Part of the improvement is in materials, part is because we’ve shaken off the thrall of modernism and are again paying attention to history, and part of it is computer design. Part of it may also be a first glimmer of a change in attitudes about art—the end of the cult of genius.
Not comfortable? You’re not smart enough!
Frank Lloyd Wright—peace be upon him—was unquestionably a 20th century genius. In fact, he was such a genius that all minor matters such as livability, waterproof roofs, etc., were subservient to his brilliance. Heaven help you if you found his interiors damp, dark, or uncomfortable, or couldn’t read a trashy novel seated in one of the chairs you were required to keep in situ. Elevate your thinking!
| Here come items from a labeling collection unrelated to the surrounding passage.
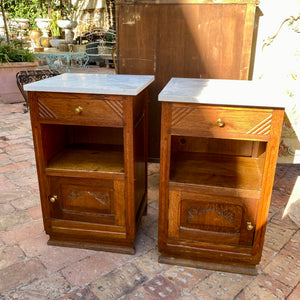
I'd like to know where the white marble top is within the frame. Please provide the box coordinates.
[158,78,285,107]
[24,73,154,96]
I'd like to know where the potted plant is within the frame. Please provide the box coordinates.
[0,40,38,103]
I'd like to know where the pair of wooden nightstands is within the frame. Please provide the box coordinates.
[25,74,284,274]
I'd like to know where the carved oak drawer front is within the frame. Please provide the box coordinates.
[171,104,272,139]
[37,94,124,127]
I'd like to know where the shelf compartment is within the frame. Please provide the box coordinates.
[170,152,262,191]
[46,144,124,174]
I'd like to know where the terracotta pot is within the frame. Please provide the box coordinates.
[0,62,38,103]
[29,30,42,41]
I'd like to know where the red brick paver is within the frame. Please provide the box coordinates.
[0,68,300,300]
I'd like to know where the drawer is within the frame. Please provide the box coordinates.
[171,104,273,139]
[36,93,124,127]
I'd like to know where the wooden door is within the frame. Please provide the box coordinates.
[48,176,125,226]
[168,188,258,246]
[117,0,258,159]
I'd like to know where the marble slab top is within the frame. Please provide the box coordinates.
[158,78,285,108]
[24,73,154,96]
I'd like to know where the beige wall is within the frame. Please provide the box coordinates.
[253,0,300,163]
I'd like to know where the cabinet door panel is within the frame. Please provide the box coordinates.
[48,176,125,226]
[168,190,258,246]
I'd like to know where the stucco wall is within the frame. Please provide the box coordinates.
[253,0,300,163]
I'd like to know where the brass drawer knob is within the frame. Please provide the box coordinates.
[247,222,254,231]
[217,118,225,127]
[75,106,83,115]
[50,195,57,203]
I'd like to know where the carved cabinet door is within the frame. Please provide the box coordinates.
[48,176,125,226]
[168,189,258,246]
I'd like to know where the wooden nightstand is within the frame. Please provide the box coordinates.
[158,78,284,274]
[25,74,154,253]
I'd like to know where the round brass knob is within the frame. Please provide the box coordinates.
[247,222,254,231]
[50,195,57,203]
[75,106,83,115]
[217,118,225,127]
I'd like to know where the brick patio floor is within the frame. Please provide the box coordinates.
[0,68,300,300]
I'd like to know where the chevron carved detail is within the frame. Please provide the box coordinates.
[247,114,272,135]
[37,99,57,119]
[104,100,123,119]
[172,107,193,126]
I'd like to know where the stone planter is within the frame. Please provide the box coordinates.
[0,62,38,103]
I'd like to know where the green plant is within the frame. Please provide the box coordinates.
[0,40,35,64]
[4,0,48,29]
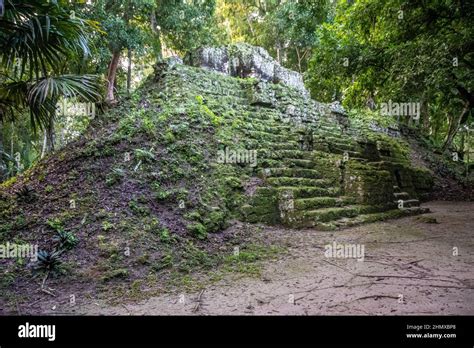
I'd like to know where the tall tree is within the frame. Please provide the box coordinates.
[307,0,474,149]
[0,0,99,159]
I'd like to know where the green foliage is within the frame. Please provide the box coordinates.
[306,0,474,148]
[36,250,62,271]
[186,222,207,239]
[53,230,79,250]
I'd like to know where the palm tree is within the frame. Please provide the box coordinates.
[0,0,101,156]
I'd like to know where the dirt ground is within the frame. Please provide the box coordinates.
[45,202,474,315]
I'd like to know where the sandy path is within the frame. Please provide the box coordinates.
[68,202,474,315]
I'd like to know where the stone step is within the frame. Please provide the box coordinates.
[393,192,410,200]
[276,186,340,199]
[315,207,429,230]
[291,205,374,227]
[244,130,298,142]
[294,196,356,210]
[269,149,314,160]
[262,168,323,179]
[267,176,333,187]
[393,199,420,208]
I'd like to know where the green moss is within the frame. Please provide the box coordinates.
[186,222,207,239]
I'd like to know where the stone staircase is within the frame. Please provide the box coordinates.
[163,56,429,229]
[237,98,426,229]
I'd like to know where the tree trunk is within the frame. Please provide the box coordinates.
[150,11,163,61]
[41,116,54,158]
[127,48,132,95]
[420,96,431,134]
[105,51,120,105]
[442,103,469,152]
[0,122,7,182]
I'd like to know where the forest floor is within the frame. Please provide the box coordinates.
[33,201,474,315]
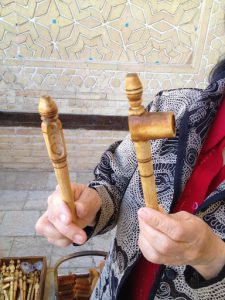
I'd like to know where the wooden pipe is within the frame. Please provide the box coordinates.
[126,74,176,210]
[38,96,77,223]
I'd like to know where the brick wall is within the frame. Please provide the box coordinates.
[0,127,127,176]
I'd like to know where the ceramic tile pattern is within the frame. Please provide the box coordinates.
[0,0,225,115]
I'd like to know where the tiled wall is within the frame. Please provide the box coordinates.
[0,0,225,115]
[0,0,225,171]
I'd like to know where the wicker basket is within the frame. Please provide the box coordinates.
[54,251,108,300]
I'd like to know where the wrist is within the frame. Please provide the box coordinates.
[192,238,225,280]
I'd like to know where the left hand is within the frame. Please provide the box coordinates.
[138,208,225,279]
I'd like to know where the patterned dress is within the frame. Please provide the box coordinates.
[89,79,225,300]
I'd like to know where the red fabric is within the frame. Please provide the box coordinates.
[128,97,225,300]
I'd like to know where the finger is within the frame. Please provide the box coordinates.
[138,235,184,265]
[47,191,87,244]
[75,187,101,227]
[35,212,72,244]
[138,235,168,264]
[48,189,72,224]
[138,208,190,242]
[139,219,186,257]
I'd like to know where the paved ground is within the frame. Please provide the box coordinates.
[0,170,113,300]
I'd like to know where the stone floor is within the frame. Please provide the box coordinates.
[0,170,113,300]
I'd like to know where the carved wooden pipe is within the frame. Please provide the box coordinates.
[38,96,77,223]
[126,74,176,210]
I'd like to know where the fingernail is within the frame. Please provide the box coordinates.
[59,214,66,223]
[138,208,148,218]
[74,234,84,244]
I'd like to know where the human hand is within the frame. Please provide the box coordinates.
[138,208,225,279]
[35,184,101,247]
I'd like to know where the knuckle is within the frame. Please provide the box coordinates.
[161,240,171,254]
[171,227,184,241]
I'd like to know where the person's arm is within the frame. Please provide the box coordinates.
[138,208,225,300]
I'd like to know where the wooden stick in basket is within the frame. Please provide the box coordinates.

However, nobody could accuse him of ignoring craftsmanship, which sets him apart from many other geniuses. In visual arts for the last century, audacity has generally been revered above craftsmanship.
This semester, my Sandy was required to watch a movie in her graduate-level Art Theory and Criticism class. I repeat her description, because I cannot find the actual video without wading through a lagoon of porn: “Naked men smeared bright red lipstick slowly, erotically, all over the lower half of their faces, then danced naked. In the next scene, they were in a pile, naked. Then one man grabbed another’s penis and flung it.”*
The point of showing this movie in an art theory class was that audacity quickly pales. One must constantly accelerate the offensiveness of the material to engage the viewer. But where is craftsmanship in this? If American teens can effortlessly film their own naked bodies with their phones, how can it be a question of skill?
Jake and Dinos Chapman’s Turner Prize-winning sculpture, entitled Death (2003). Yes, they’re audacious,
but it makes me think that if you’ve seen sex once, you’ve seen it a thousand times.
There was a proverb that still had some currency when I was young: “He that touches pitch shall be defiled.” This proverb presumed that purity is a value worth preserving. A Victorian could not have seen that video without feeling that he had “touched pitch,” but I can’t imagine an American born after 1960 who has any clue what that proverb means. But this too—as every paradigm ever has—shall pass.
So how does one move past audacity? Marc Quinn’s “Alison Lapper Pregnant” to me is the apotheosis of the modern ideal. The model is obviously handicapped, suffering from a congenital disorder that left her without arms and with truncated legs. She was raised in an institution. This is, frankly a far more brutal reality than any mincing, lipstick-wearing penis-slappers could ever attain. And the sculpture itself—carved from Carrara marble, is technically beautiful.
*You try searching for this on the net!